Un guapo del 900, en el escenario del Río de la Plata. Un "ex" malevo atormentado por sus dudas existenciales, cuenta en el café una parte de la historia que lo desespera. Esperando que alguien invente de una buena vez el psicoanálisis, recurre a este método para sacar afuera lo que lo carcome.

“CAFÉ LA PIEDAD”

¿Para qué le voy a mentir, Galeaso? No lo invité a tomar este café para eso.

Uno viene escapando de esa escuela sin libros que machaca y machaca la cabeza. Es menester que se haga lo que otros dicen, porque es conveniente. Una especie de obediencia debida. Una dictadura que lo secuestra para todo lo que resta de vida y de la que algunos se enamoran.

Uno a veces, persigue otros cielos.

Es difícil vivir así, entre tanto atropello. Lo empujan hasta echarlo de casa con el asunto de los mandatos, de la escuela con los prejuicios, del trabajo con los estereotipos, lo alejan de la vida las circunstancias. Ni los pensamientos lo dejan a uno en paz con tanta idiotez organizada.

¿A usted le parece, Galeaso? Tropezar y tropezar hasta encajar, no es sano. Es el modo en que se van perdiendo o abollando las piezas, cuando se quiere uno acordar, ya no hay formas de rearmar el rompecabezas. Es terrible tener que lidiar con los sentimientos como si se consiguieran repuestos en los desarmaderos.

Uno no es juguete de nadie ¿estamos de acuerdo? haga una seña con la cabeza, aunque sea, ¡hombre!

Hablando de cabezas, mi primo Heriberto era de los que no dejaba títeres con mollera. Algunas de sus maravillosas máximas todavía rondan como merodeadoras furtivas y lo vistan a uno en los momentos de ocio.

Uno está en las antípodas.

A uno le gusta disfrutar de la mujer como ser humano integral, una compañera ideal.

Por ejemplo: “Isabel canta como los Dioses”: ¡esa es una afirmación que enaltece a una mujer! La vuelve majestuosa. “Sabe interpretar la canción”, ahi tiene, eso mucho más profundo aún.

Gabriela a la hora de filosofar, lo pasa a uno por encima veinte veces y vuelve como si nada, al lugar donde parió sus pensamientos. Uno la queda mirando atónito, con más dudas que certezas, perdido en esos acuosos ojos grises. ¿Qué importa si sabe o inventa? ¿Cuántas mentiras se han dicho en nombre de la verdad? 

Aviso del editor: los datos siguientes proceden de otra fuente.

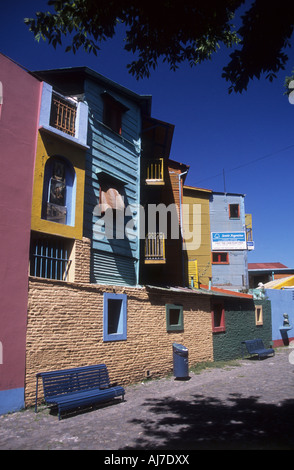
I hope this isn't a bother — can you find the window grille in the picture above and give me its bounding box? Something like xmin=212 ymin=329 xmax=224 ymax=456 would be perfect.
xmin=30 ymin=238 xmax=71 ymax=281
xmin=50 ymin=93 xmax=77 ymax=137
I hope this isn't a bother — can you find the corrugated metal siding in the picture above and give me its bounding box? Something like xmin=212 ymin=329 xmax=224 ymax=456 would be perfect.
xmin=91 ymin=250 xmax=137 ymax=286
xmin=84 ymin=80 xmax=141 ymax=285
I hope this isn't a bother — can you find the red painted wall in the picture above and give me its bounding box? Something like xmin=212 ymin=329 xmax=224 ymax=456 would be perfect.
xmin=0 ymin=54 xmax=42 ymax=392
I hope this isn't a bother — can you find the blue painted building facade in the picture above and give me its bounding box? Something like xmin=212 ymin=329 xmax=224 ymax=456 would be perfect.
xmin=265 ymin=288 xmax=294 ymax=347
xmin=210 ymin=192 xmax=248 ymax=290
xmin=38 ymin=67 xmax=151 ymax=286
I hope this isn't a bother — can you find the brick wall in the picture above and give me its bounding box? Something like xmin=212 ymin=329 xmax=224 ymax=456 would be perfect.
xmin=25 ymin=277 xmax=213 ymax=406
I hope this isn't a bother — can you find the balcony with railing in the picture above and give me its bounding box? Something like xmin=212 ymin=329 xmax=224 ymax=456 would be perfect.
xmin=39 ymin=82 xmax=88 ymax=148
xmin=50 ymin=92 xmax=77 ymax=137
xmin=145 ymin=232 xmax=166 ymax=264
xmin=145 ymin=158 xmax=164 ymax=185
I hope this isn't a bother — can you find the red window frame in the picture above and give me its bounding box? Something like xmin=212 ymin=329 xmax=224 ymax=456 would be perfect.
xmin=211 ymin=251 xmax=229 ymax=264
xmin=211 ymin=302 xmax=226 ymax=333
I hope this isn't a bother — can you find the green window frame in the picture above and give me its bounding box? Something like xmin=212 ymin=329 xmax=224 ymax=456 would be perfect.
xmin=165 ymin=304 xmax=184 ymax=331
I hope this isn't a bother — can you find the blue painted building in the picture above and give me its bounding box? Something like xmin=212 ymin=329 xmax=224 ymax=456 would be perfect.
xmin=38 ymin=67 xmax=156 ymax=286
xmin=209 ymin=192 xmax=248 ymax=290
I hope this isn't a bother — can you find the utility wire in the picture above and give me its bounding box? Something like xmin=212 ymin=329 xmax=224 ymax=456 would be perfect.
xmin=197 ymin=144 xmax=294 ymax=184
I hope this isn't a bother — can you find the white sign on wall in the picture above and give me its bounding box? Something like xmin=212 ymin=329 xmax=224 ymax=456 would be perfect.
xmin=211 ymin=232 xmax=247 ymax=251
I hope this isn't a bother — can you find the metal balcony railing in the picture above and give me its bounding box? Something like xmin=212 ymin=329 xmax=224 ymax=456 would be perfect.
xmin=50 ymin=92 xmax=77 ymax=137
xmin=146 ymin=158 xmax=164 ymax=184
xmin=145 ymin=232 xmax=165 ymax=264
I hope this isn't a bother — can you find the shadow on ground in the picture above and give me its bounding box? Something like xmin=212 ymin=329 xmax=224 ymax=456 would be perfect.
xmin=121 ymin=394 xmax=294 ymax=450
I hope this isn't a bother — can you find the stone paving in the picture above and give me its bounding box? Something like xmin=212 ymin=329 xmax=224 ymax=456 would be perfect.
xmin=0 ymin=347 xmax=294 ymax=452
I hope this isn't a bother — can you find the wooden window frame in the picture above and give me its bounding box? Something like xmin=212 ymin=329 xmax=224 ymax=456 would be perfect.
xmin=165 ymin=304 xmax=184 ymax=331
xmin=103 ymin=292 xmax=127 ymax=341
xmin=211 ymin=302 xmax=226 ymax=333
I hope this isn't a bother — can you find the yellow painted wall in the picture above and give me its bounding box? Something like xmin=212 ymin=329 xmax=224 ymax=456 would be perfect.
xmin=31 ymin=131 xmax=85 ymax=239
xmin=183 ymin=186 xmax=211 ymax=287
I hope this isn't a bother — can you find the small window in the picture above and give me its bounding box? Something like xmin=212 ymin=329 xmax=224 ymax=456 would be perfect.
xmin=30 ymin=234 xmax=73 ymax=281
xmin=212 ymin=251 xmax=229 ymax=264
xmin=165 ymin=304 xmax=184 ymax=331
xmin=103 ymin=293 xmax=127 ymax=341
xmin=42 ymin=156 xmax=76 ymax=226
xmin=229 ymin=204 xmax=240 ymax=219
xmin=211 ymin=303 xmax=226 ymax=333
xmin=99 ymin=183 xmax=125 ymax=214
xmin=102 ymin=93 xmax=128 ymax=135
xmin=255 ymin=305 xmax=263 ymax=325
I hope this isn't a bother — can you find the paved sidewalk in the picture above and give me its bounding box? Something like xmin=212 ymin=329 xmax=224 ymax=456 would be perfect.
xmin=0 ymin=348 xmax=294 ymax=451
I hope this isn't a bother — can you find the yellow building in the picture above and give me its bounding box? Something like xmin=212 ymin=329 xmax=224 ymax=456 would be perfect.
xmin=182 ymin=186 xmax=212 ymax=288
xmin=30 ymin=82 xmax=88 ymax=281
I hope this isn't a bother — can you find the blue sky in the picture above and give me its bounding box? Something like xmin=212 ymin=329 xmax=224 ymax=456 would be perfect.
xmin=0 ymin=0 xmax=294 ymax=268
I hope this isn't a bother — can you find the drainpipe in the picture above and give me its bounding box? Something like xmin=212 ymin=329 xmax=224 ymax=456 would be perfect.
xmin=178 ymin=170 xmax=188 ymax=286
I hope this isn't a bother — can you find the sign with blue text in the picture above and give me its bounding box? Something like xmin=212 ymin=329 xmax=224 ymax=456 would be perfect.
xmin=211 ymin=232 xmax=247 ymax=251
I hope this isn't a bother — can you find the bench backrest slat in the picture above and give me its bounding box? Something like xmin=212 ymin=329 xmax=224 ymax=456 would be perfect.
xmin=37 ymin=364 xmax=110 ymax=398
xmin=245 ymin=339 xmax=264 ymax=352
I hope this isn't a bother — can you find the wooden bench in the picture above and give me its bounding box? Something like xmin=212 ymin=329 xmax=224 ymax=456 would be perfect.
xmin=242 ymin=339 xmax=275 ymax=359
xmin=35 ymin=364 xmax=125 ymax=419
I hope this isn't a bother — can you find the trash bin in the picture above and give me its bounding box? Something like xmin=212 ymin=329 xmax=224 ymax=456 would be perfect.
xmin=173 ymin=343 xmax=189 ymax=378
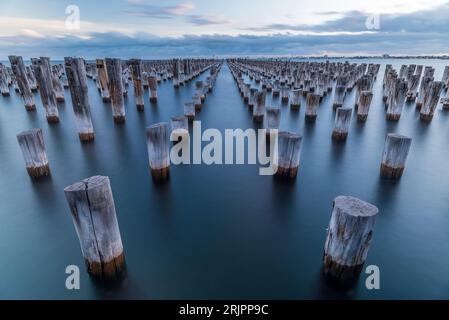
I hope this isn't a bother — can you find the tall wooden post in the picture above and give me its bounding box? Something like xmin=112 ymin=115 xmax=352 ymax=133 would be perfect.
xmin=332 ymin=108 xmax=352 ymax=140
xmin=290 ymin=89 xmax=302 ymax=110
xmin=416 ymin=77 xmax=434 ymax=110
xmin=64 ymin=57 xmax=94 ymax=141
xmin=9 ymin=56 xmax=36 ymax=111
xmin=17 ymin=129 xmax=50 ymax=178
xmin=357 ymin=91 xmax=373 ymax=121
xmin=184 ymin=102 xmax=195 ymax=122
xmin=148 ymin=76 xmax=157 ymax=103
xmin=51 ymin=68 xmax=65 ymax=102
xmin=305 ymin=93 xmax=321 ymax=122
xmin=419 ymin=81 xmax=444 ymax=121
xmin=0 ymin=63 xmax=9 ymax=97
xmin=170 ymin=116 xmax=189 ymax=142
xmin=253 ymin=90 xmax=266 ymax=123
xmin=323 ymin=196 xmax=379 ymax=285
xmin=31 ymin=57 xmax=59 ymax=123
xmin=276 ymin=131 xmax=302 ymax=179
xmin=64 ymin=176 xmax=125 ymax=280
xmin=387 ymin=79 xmax=407 ymax=121
xmin=96 ymin=59 xmax=111 ymax=102
xmin=129 ymin=59 xmax=145 ymax=111
xmin=172 ymin=59 xmax=179 ymax=88
xmin=147 ymin=122 xmax=170 ymax=180
xmin=105 ymin=58 xmax=126 ymax=123
xmin=380 ymin=133 xmax=412 ymax=179
xmin=266 ymin=107 xmax=281 ymax=138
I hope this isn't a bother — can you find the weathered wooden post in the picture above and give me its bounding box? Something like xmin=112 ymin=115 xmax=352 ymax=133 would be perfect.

Marián, en sus sueños, visita otros mundos. Sus manos hacen y deshacen con sapiencia. Crea con desparpajo, da la sensación que para ella todo es eterno deja vú. Hay tantos vericuetos para perderse en sus cuadros, tanto detalle, sus obras conquistan los sentidos.

Berta en cambio interroga. Busca seguridad en el otro. Ella sabe que sabe, pero le cede el protagonismo al macho, así le enseñaron sus tías. Luego, con timidez, una sonrisa apenas esbozada y su mejor cara de circunstancia, saca del monedero el listadito de demandas.

Raquel tiene el don supremo de saber incluir, diga lo que diga, uno está siempre involucrado. Sabe compartir y uno no está hablando de caramelos o tostadas con manteca. Cuando uno platica con ella, todo fluye. Es un ser de luz.

Porota, mientras cocina o ceba mate sabe escuchar. ¿Sabe lo valioso que es saber escuchar? Para completar el momento apoteótico, es muda, por lo que nunca va a decir una palabra fuera de lugar.

No lo mire a uno como si nunca hubiese conocido mujeres así Galeaso, queda feo.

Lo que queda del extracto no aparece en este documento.